The toll of his invasion of Ukraine will put political pressure on Russian President Vladimir Putin. Photo: Kremlin.ru (CC BY 4.0)

In spite of the personal risks, Russian pundits are increasingly vocalising their disappointment in the way the war has been conducted. And although much of that has been aimed at the armed forces rather than Putin himself, and has advocated harsher Russian prosecution of the war effort instead of pulling out, Putin will be greatly diminished if he exits the war in Ukraine with anything other than a military triumph.
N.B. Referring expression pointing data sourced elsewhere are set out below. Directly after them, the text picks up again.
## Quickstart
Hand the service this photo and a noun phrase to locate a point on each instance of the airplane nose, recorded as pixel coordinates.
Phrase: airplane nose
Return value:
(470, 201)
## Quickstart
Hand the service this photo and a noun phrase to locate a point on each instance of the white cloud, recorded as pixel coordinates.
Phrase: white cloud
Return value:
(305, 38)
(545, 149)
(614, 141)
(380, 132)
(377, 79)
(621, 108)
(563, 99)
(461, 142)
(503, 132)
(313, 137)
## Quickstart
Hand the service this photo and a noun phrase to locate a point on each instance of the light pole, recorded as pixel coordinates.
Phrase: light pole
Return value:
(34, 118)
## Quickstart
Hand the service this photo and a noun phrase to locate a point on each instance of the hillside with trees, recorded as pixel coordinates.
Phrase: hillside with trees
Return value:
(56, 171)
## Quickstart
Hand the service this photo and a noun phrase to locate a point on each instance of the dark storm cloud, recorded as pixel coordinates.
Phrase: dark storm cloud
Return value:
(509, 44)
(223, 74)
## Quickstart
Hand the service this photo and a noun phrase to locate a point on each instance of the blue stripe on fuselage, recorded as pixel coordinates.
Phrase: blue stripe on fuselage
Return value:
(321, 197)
It would be premature, then, to say there is a clear and likely path to victory for Ukraine, or particularly for Russia. This is not to say that neither side is incapable of adjusting its war aims, but there simply is no incentive for Zelenskyy or Putin to countenance it yet: Zelenskyy is fighting for national survival, while Putin will see defeat as potentially risking his own personal skin. As a result, and absent a shock like the complete collapse of Ukraine’s armed forces or the overthrow of Putin, the war will likely continue to play out militarily in 2023.

For nations that have sought to aid Ukraine against Russian aggression, the challenge will be to maintain the momentum and supply Kyiv with every form of material assistance it requires to repel Russia’s forces and liberate its territory. This is because the stakes are high for the West too. Half measures like drip-feeding weapons to Ukraine will only prolong the war, or make a ‘frozen’ conflict that merely pauses hostilities more likely.